After Israeli authorities removed the metal detectors and surveillance cameras that sparked violent protests lasting for two weeks, thousands of Muslim worshippers, encouraged by their religious leaders, finally returned to the religious compound.
The Palestinian flag was installed on one of the buildings in the compound by some of the overjoyed Muslim protesters. A video published by the Jerusalem Post shows it being taken down.
Protests began after Israeli authorities installed security measures at Temple Mount following a shooting in which three Israeli Arab gunmen killed two Israeli police officers on July 14.
Palestinian worshippers refused to enter the compound with the security measures on, instead opting to pray outside.
Currently, all men aged 50 or older and all women are allowed to enter the compound, according to France 24 report. Some worshippers have expressed disappointment with the restrictions, however, and demand that everybody be allowed to enter the religious site. Israeli police, however, insist that the checks are needed to prevent the possibility of an outbreak of violence, according to another Jerusalem Post report.
Despite the abovementioned disagreements, the situation in Old Jerusalem is, for now, under control. Friday prayers there concluded without disturbances, despite clashes being reported in the West Bank.
According to Qadura Fares, head of the Palestinian Prisoner Club and a leader of Fatah, the ruling party of the Palestinian Authority, the fragile peace will be tested Saturday.

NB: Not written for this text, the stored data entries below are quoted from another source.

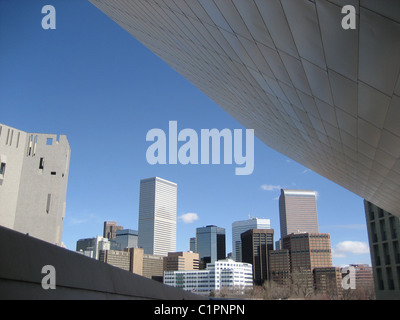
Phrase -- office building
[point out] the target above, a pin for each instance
(153, 266)
(157, 216)
(110, 229)
(328, 282)
(298, 211)
(223, 274)
(130, 259)
(364, 276)
(256, 246)
(323, 96)
(210, 242)
(91, 247)
(384, 243)
(279, 266)
(308, 250)
(192, 244)
(127, 238)
(116, 258)
(176, 261)
(34, 171)
(238, 227)
(301, 254)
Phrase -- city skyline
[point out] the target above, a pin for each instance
(104, 100)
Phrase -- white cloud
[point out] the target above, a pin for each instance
(269, 187)
(350, 247)
(189, 217)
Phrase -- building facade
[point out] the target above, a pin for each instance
(34, 171)
(110, 229)
(279, 266)
(127, 238)
(91, 247)
(384, 243)
(210, 243)
(238, 227)
(298, 211)
(221, 274)
(256, 246)
(176, 261)
(302, 253)
(328, 282)
(157, 216)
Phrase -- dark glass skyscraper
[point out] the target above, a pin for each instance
(210, 244)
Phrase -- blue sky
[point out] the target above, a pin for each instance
(92, 81)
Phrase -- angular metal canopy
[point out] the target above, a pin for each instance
(326, 97)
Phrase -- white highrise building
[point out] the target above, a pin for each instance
(220, 274)
(34, 171)
(157, 216)
(238, 227)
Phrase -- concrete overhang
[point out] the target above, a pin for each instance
(327, 97)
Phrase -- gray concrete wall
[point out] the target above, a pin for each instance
(22, 258)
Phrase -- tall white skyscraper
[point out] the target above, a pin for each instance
(238, 227)
(157, 216)
(298, 211)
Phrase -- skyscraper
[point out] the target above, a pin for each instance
(256, 246)
(34, 171)
(298, 211)
(238, 227)
(110, 229)
(384, 244)
(157, 216)
(210, 244)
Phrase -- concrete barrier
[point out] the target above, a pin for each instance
(76, 276)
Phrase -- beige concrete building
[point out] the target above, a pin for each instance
(176, 261)
(34, 171)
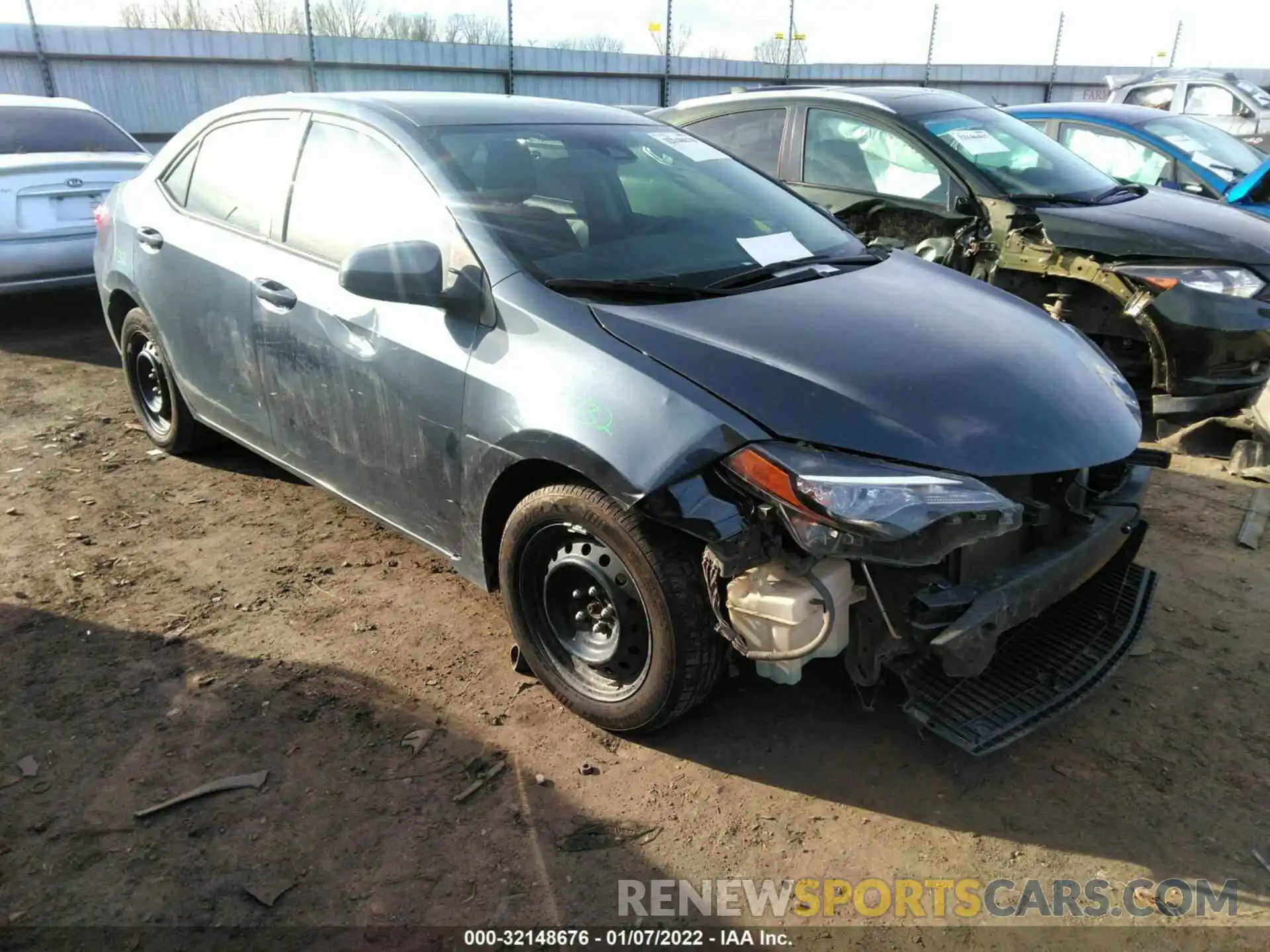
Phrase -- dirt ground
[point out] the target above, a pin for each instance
(165, 622)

"If the police and Border Police take a decision to act with restraint and allow this day to pass, even if the Palestinian people feel victorious and display happiness, things will go peacefully. But if the Israelis continue to try to show who is sovereign in Jerusalem, it will be dangerous. If the Palestinian joy turns into a strategic test for the state of Israel, there will be an explosion," Fares said.